Fletcher Building earnings drop 12% before $132m charges
A lukewarm outlook painted for 2013, without giving explicit forecasts.
A lukewarm outlook painted for 2013, without giving explicit forecasts.
BUSINESSDESK: Fletcher Building, New Zealand’s biggest construction and building products company, reported a 12% drop in annual earnings before one-time charges on sales growth fuelled by the first full-year contribution from Australia’s Crane Group.
Earnings before one-time items fell to $317 million, or 46.5 cents a share, from $359 million, or 57.1 cents, a year earlier, the Auckland-based company says.
Sales rose 20% to $8.87 billion, with Crane providing the single-biggest contribution. Analysts had forecast reported profit before one-time items of $315.5 million on sales of $8.95 billion.
The second-biggest company on the NZX 50 Index has struggled with weaker building demand in New Zealand and Australia, its biggest markets, while the much-touted fillip from rebuilding earthquake-damaged Christchurch has been delayed by aftershocks and a slower-than-expected pace of insurance settlements.
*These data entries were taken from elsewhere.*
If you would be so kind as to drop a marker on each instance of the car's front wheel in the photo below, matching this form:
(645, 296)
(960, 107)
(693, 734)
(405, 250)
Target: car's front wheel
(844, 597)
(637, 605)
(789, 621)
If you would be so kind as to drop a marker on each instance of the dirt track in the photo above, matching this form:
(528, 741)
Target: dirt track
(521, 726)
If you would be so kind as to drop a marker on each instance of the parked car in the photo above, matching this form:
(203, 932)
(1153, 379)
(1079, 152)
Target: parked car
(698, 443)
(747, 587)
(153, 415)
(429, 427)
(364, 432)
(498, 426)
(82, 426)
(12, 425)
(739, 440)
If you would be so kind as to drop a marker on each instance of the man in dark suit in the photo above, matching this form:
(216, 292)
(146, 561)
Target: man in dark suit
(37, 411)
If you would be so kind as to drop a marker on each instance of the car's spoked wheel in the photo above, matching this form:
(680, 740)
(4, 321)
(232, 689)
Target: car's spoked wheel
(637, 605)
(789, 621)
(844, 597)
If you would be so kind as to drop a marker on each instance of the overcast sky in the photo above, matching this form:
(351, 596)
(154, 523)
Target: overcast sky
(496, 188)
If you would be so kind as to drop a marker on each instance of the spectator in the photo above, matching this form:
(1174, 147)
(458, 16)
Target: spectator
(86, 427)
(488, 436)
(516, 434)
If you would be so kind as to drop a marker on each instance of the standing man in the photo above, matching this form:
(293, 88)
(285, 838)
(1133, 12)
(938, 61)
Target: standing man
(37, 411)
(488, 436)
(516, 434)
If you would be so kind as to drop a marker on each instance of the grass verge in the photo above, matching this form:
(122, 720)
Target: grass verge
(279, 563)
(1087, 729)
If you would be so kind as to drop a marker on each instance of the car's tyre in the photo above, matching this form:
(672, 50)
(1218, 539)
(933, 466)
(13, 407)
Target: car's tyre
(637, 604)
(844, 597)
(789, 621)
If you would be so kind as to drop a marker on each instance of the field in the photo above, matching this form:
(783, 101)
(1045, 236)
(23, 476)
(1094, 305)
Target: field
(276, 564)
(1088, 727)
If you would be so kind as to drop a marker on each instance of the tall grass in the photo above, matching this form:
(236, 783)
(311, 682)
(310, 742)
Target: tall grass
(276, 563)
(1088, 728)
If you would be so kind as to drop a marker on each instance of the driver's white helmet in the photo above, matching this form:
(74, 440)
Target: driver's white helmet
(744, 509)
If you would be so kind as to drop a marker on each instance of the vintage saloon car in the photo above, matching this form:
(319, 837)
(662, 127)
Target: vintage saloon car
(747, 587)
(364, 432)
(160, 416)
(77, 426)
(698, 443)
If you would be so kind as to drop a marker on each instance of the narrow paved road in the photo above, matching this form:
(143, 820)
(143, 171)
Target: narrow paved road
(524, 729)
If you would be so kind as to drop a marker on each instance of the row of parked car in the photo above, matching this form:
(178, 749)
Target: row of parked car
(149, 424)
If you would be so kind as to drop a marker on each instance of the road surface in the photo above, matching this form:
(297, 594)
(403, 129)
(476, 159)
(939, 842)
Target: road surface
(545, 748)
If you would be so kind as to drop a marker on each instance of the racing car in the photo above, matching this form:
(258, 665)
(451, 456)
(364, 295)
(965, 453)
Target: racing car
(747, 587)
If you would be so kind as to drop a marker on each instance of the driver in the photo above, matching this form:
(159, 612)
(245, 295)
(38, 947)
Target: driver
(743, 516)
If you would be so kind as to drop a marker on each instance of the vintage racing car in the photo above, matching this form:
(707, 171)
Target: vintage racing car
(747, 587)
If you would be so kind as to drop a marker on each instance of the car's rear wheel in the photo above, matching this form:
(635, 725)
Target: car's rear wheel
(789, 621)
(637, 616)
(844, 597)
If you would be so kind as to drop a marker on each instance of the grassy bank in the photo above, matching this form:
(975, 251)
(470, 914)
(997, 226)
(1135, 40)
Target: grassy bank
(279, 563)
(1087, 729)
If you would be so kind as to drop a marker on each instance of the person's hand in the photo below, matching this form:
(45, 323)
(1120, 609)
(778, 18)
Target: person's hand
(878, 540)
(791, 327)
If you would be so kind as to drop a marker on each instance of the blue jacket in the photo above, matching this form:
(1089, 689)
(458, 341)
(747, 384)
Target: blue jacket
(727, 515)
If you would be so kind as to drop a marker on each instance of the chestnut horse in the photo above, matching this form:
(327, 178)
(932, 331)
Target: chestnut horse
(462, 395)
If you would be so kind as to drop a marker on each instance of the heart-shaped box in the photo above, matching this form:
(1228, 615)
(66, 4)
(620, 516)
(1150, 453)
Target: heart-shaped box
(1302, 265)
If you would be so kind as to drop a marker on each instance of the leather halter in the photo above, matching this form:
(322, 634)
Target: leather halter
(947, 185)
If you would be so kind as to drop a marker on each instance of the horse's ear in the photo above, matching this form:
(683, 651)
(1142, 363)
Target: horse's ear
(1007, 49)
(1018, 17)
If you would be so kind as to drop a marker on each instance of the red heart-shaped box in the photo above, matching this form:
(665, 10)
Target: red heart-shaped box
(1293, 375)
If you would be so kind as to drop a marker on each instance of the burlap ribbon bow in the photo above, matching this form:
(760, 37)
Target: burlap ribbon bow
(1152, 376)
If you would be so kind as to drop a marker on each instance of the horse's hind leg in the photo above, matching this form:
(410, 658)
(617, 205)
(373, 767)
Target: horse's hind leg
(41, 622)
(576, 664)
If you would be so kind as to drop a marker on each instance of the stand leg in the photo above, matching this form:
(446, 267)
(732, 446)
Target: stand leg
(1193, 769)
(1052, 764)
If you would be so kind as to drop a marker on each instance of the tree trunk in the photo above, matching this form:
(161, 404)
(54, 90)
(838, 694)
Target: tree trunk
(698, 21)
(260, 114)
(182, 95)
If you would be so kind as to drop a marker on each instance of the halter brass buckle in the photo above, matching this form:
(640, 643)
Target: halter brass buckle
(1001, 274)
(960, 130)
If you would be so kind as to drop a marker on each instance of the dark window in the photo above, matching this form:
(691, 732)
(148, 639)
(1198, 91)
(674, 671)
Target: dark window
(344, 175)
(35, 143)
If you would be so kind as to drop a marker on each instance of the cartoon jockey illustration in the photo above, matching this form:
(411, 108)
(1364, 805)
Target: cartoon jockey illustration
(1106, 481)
“Weak building activity in New Zealand, coupled with a marked slowdown in residential and commercial construction in Australia have resulted in lower earnings being achieved compared to last year,” outgoing chief executive Jonathan Ling says.
He paints a lukewarm outlook for 2013, without giving any explicit forecasts.
“A significant increase in earnings from the current level would require a marked improvement in residential and commercial construction levels, particularly in New Zealand and Australia,” he says.
New Zealand home building activity would see a modest improvement, though commercial construction would not pick up materially.
In Australia, there was a risk of further decline in home building and commercial work outside of mining would “remain subdued”. Trading in North America would be “flat to slightly positive” and no recovery was seen in Europe. China and Southeast Asia would experience growth.
Net profit in the latest year tumbled to $185 million from $283 million and included $132 million of charges to restructure its Laminex business, closure of a Formica plant in Spain and the write down of the value of its Australian insulation business after the government abandoned a subsidy scheme.
The shares last traded at $6.66 and have gained 7% this year. The stock is rated "outperform" based on 11 recommendations compiled by Reuters, with a median price target of $7.15.
Fletcher will pay a final dividend of 17 cents a share on October 17, making 34 cents for the year, up from 33 cents in 2011.
Revenue from Crane, the pipe-maker Fletcher acquired last year, was $2.39 billion in its first full year, from a part-year contribution of $623 million in 2011. Crane earnings jumped to $106 million from $11 million on the same basis.
The results were driven by a 31% jump in earnings from pipelines after it won two coal-seam gas projects in Queensland.
Building products posted an operating loss of $7 million, from a year-earlier profit of $31 million. Earnings fell across the board for New Zealand plasterboard, insulation, roof tiles, sinkware and aluminium products.
It took a $74 million charge against its Australian insulation business to write down goodwill, write off stock and cut the value of its brands.
Earnings from concrete rose to $130 million from $125 million with New Zealand’s contribution unchanged at $56 million and Australia’s pipeline and quarry businesses lifting earnings by $5 million to $74 million.
Construction earnings dropped 17% to $50 million while the backlog of construction work climbed to $1.09 billion at the end of June from $764 million a year earlier.
Earnings at its Placemakers distribution chain fell 31% to $27 million while sales declined 5% to $813 million.
Fletcher says the business maintained market share in the face of a low level of home building activity and as competition eroded its gross margins.
Laminates and panels earnings tumbled 59% to $65 million and included $74 million of restructuring charges. Revenue fell 4%.
Steel earnings fell 42% to $48 million. Market conditions in its long steel business “were extremely difficult”, falling 58%, while volumes were up 3% on the prior year.
Fletcher’s gearing at June 30 rose to 35.4% from 33.8%, which is below the company’s target range of 40% to 50%.